I made a genuine effort to study a bit of grammar but quickly grew bored. Tossing aside my books, I ambled outside to a small restaurant, Camille, for lunch. The air was brisk but I preferred to sit at an outdoor table. Groups of people sat in carefree, laughing groups, shuffling sunglasses-cigarette-cases-and-café-crèmes on the rickety wobbly tables.

The Eiffel tower could be seen in the distance but I did not bother to take a photo and left my camera tucked away in my purse, hoping my imagination would help me recall my brief stint in the city of delicacies. There was a sudden cacophony of voices passing my enclave on the street corner and I marveled at a group of women. There was nothing remarkable about either their attire or their beauty but I was intrigued by their arrogance as they strode past, with hips swaying and a resounding click clack of their heels echoing in the cobblestone street. Their sensual-chic-and-elegant manner and confidence were contagious and I made a mental note to myself to only wear heels going forward, regardless of how uncomfortable they might be. Learning to sway my hips might prove a bit more complicated. 

I felt a vibration in my pocket and, empowered by the scents of this hypnotic city, shut off my blackberry. Taking another sip from the wine glass that seemed to never be depleted of its resource, I had to restrain myself from laughing as any stress that had insisted on traveling with me cross continent, melted away. So this is what it feels like to live in Paris.

Leaving Camille and walking towards the river, I came across a small patisserie tucked away at the end of a deserted street. The first step in becoming not-an-obvious-foreigner-who-slaughters-the-language-but-an-outwardly-enviable-woman-who-adapted-to-French-life would be to eat my way through the city. Perhaps I could nibble a bit from all the stands and cafes I passed? Could my waistline assume such a challenge?

After having had engaged in a seemingly innocuous flirtation with the baker, I sat outside on a park bench to relish every morsel of my pain au chocolaté. Despite his octogenarian status, crooked teeth, and corpulent belly, he had managed to seduce me as he flirted outrageously, spicing his flow of compliments with oohs, ahhs and mon chéri. I suppose his scintillating ability to create a masterpiece out of chocolate, butter and eggs had helped as well. .

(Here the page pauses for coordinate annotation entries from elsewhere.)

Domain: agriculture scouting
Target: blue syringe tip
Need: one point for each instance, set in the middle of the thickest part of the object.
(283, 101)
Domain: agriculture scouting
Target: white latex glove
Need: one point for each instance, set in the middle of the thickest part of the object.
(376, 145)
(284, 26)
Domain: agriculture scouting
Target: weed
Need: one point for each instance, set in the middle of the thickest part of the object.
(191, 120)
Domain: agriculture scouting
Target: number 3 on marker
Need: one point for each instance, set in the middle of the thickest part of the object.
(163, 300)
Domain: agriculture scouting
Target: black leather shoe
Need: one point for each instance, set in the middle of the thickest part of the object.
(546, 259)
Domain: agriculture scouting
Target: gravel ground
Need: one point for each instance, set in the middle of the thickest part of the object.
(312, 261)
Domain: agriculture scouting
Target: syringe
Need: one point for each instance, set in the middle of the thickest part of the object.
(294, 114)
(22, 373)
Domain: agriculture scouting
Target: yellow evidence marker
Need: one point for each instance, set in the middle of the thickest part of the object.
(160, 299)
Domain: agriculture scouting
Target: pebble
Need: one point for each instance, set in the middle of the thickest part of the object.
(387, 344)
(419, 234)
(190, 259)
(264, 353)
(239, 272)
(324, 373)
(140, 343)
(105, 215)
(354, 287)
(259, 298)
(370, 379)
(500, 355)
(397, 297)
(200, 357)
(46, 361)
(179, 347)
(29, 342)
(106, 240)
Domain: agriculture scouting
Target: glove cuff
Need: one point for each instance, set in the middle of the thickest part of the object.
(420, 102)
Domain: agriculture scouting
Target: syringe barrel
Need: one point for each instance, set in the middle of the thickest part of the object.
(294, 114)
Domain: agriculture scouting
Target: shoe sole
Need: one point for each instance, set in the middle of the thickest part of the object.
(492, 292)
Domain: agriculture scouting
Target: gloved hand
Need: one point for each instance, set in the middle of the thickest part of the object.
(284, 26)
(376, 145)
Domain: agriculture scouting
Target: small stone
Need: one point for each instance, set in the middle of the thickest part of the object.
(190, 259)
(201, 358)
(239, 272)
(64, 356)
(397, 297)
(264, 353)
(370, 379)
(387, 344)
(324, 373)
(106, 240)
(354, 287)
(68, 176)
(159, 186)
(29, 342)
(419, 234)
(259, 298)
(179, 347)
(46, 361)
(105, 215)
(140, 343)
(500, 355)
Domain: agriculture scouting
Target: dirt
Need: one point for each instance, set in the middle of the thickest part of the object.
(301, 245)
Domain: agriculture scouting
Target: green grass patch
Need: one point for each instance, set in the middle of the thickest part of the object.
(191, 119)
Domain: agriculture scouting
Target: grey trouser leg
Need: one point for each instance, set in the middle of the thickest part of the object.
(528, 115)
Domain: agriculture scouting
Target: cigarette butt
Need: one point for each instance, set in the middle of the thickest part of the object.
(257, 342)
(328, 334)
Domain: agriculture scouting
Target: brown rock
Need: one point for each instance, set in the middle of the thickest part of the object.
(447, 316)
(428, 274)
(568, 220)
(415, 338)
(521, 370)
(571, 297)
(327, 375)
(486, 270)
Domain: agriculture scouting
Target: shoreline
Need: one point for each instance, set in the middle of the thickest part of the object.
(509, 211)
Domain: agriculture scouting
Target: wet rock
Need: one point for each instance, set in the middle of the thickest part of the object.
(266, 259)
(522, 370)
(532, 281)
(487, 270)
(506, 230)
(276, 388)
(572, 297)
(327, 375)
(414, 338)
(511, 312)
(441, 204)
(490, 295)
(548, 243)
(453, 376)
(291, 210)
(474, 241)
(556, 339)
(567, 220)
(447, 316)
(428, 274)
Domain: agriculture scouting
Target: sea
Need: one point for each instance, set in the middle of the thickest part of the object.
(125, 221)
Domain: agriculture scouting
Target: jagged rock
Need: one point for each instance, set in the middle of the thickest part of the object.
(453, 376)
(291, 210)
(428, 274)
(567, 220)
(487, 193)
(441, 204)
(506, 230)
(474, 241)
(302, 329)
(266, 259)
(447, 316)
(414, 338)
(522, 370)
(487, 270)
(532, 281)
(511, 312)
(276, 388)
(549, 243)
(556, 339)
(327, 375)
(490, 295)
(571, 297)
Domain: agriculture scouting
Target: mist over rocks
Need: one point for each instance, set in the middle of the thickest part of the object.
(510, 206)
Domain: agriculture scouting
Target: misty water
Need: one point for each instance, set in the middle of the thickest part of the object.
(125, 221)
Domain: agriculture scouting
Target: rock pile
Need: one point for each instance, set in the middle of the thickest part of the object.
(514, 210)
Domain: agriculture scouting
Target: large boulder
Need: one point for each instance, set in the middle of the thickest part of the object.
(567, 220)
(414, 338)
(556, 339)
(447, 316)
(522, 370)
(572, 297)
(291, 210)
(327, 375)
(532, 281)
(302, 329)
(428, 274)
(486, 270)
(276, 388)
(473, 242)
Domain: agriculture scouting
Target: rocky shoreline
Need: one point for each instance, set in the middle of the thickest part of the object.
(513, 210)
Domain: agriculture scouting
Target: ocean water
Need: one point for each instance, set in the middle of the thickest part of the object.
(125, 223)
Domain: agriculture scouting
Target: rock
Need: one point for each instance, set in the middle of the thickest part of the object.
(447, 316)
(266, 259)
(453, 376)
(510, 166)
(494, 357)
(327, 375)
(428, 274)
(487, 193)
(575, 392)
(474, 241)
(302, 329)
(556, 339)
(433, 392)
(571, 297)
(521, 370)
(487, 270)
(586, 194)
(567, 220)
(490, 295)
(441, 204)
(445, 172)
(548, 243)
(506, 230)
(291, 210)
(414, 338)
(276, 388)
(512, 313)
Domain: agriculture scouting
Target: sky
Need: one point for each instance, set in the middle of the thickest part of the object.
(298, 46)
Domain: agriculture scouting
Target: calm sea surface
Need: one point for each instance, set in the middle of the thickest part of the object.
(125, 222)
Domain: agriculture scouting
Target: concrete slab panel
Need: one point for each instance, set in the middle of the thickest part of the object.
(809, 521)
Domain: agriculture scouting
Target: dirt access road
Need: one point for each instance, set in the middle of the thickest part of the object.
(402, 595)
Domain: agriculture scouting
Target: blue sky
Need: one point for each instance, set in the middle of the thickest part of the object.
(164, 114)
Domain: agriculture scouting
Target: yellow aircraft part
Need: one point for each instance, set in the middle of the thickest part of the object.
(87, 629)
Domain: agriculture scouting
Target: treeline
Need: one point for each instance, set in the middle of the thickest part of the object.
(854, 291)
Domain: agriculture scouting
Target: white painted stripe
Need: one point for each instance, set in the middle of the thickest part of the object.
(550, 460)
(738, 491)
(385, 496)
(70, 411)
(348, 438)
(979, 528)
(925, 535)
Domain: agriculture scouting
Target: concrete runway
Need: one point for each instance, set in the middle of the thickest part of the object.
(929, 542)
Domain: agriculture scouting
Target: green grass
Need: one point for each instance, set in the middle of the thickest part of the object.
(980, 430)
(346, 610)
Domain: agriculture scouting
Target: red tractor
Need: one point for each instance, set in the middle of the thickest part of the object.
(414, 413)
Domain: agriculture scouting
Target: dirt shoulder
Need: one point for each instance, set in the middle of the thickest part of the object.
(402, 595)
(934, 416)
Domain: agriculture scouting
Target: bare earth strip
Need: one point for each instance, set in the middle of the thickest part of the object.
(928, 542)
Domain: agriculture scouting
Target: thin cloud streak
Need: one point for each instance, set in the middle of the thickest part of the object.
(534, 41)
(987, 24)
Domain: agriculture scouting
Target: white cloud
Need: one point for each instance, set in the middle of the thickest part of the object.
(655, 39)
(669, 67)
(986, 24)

I meandered down a path, the blurred lights garlanding the narrow passageway, and came across a market. While it is a novelty in NY find asparagus spears lying in stacked bundles side by side juxtaposed by baskets of ripened cheeses and barrels of bitter-sweet apples, here it is an assumed luxury for the life of a Parisian. I was not immune to the constant sensory assault that was Paris and found myself tasting-pinching-licking-drinking-sipping-crunching all the tidbits to which I was invited by the boisterous vendors.

I had no schedule, no appointments, no commitments and so I wandered the streets, enjoying the serendipity of not having plans other than to devour the myriad of tastes, sights and sounds which quite confounded the senses.

Flipping through a magazine I came across an advertisement for a cooking course and was intrigued by the idea. Until I remembered my inability to cook even the simplest of dishes without producing a bowl of slop coupled with my fear of being chastised by a presumptuous chef in French. Bah, as the little train, I mumbled to myself “I think I can I think I can” and walked to the school, almost hoping that the class would be full and I would be liberated of this silly endeavor.

Quite shyly, like a lumbering mountaineer entering a room filled with debonair men in tails, I peeked into the classroom. Alas, the chef and teacher was a sweet and approachable man who welcomed me into the room with a grand sweep of his arm.

Seated at one of the tables was a man of exceptional allure, whose eyes flashed with both mischief and promise.